Enhancing the overcharged performance of Li(Ni0.8Co0.15Al0.05)O2 electrodes by CeO2-Al2O3 surface coating

The nickel-rich cathode materials (LiNi0.8Co0.15Al0.05O2, NCAs) in Lithium ion batteries often suffer from oxygen loss problems under partially overcharged conditions (> 4.3 V), leading to capacity fading and safety problem. Herein, we utilize a facile ball-milling method to coat the NCAs with a shell of cerium aluminum composite oxide (CeO2-Al2O3), which is commonly used as oxygen storage material. Proved by in situ X-ray diffraction results, the coating CeO2-Al2O3 layer is capable to suppress the lattice volume change and irreversible phase transition of NCAs.

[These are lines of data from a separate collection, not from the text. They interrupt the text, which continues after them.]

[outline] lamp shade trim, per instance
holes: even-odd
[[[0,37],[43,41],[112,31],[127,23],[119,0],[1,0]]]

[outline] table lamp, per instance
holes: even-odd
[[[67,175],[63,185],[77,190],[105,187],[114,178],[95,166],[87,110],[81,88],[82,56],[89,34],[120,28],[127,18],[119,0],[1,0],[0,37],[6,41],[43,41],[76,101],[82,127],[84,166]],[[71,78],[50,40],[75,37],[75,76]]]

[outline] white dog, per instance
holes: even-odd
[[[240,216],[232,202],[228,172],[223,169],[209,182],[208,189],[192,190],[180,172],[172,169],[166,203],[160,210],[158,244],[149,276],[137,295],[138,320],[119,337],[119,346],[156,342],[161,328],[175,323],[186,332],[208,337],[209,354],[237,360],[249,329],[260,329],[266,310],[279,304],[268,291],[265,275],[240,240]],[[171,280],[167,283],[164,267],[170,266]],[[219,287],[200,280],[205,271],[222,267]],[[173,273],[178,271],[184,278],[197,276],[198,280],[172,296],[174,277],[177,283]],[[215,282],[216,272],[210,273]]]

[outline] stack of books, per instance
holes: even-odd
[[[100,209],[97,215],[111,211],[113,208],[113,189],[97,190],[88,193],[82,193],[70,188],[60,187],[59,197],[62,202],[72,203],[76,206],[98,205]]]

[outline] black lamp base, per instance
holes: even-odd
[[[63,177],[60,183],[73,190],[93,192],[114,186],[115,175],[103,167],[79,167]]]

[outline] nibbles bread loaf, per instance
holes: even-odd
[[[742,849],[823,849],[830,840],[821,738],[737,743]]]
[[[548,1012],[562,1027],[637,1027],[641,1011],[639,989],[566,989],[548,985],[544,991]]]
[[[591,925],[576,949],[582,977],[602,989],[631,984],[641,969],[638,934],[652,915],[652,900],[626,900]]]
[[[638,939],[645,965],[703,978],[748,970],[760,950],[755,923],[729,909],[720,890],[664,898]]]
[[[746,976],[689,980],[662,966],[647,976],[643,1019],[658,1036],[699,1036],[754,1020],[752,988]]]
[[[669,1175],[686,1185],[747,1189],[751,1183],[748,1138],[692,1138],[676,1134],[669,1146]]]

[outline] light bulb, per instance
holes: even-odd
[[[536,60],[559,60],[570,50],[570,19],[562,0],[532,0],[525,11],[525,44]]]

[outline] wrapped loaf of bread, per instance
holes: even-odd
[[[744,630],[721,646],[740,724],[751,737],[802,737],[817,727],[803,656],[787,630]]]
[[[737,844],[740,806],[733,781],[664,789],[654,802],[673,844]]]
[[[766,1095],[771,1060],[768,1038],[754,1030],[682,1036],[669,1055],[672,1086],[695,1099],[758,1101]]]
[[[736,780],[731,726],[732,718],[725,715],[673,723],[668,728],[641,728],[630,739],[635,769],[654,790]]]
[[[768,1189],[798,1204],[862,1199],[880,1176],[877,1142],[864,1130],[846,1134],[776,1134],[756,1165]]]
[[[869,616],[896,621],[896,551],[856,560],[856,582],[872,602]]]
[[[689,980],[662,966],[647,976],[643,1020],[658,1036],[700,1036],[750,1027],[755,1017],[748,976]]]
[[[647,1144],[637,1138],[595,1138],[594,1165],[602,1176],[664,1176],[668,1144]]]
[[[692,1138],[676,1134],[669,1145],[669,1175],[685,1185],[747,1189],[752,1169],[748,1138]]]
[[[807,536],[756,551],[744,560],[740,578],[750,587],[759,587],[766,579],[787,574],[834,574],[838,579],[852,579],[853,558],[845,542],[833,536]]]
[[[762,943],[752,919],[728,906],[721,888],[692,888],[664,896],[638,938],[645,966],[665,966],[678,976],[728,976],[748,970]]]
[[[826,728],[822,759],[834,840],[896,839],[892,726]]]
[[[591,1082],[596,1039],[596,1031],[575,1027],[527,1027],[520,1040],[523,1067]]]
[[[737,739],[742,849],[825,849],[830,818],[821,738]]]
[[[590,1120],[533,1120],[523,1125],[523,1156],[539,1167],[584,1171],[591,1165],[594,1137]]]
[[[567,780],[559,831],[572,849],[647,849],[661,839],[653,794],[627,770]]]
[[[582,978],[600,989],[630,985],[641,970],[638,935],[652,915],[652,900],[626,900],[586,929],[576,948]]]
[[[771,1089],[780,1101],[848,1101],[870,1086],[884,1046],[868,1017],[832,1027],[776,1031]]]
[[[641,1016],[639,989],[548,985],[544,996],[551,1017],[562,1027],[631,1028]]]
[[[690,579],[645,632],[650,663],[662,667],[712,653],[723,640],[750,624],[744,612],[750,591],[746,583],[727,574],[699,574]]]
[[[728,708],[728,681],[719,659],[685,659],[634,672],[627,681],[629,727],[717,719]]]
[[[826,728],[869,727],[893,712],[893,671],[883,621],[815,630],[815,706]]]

The CeO2-Al2O3 coating layer can adsorb released oxygen under overcharged conditions and replenish lattice oxygen of NCAs under oxygen-leaned conditions. The protective layer can also prevent dissolution of the transition metals caused by HF attack in electrolytes. As a result, the as prepared electrode presents high specific capacity of 186.4 mA h g(-1) and excellent cycle stability with capacity retention of 94.1% after 300 cycles at a rate of 0.5 C under overcharged conditions (3.0-4.5 V). Coating CeO2-Al2O3 is an efficient strategy to solve capacity fading problem and safety problem caused by partially overcharge, and such strategy shows significant promise for practical applications. (c) 2021 Elsevier B.V. All rights reserved.

Automated summary

Utilizing a CeO2-Al2O3 coating layer is an efficient strategy to solve the oxygen loss problem in Lithium ion batteries, improving cycle stability and capacity retention of the electrode under partially overcharged conditions.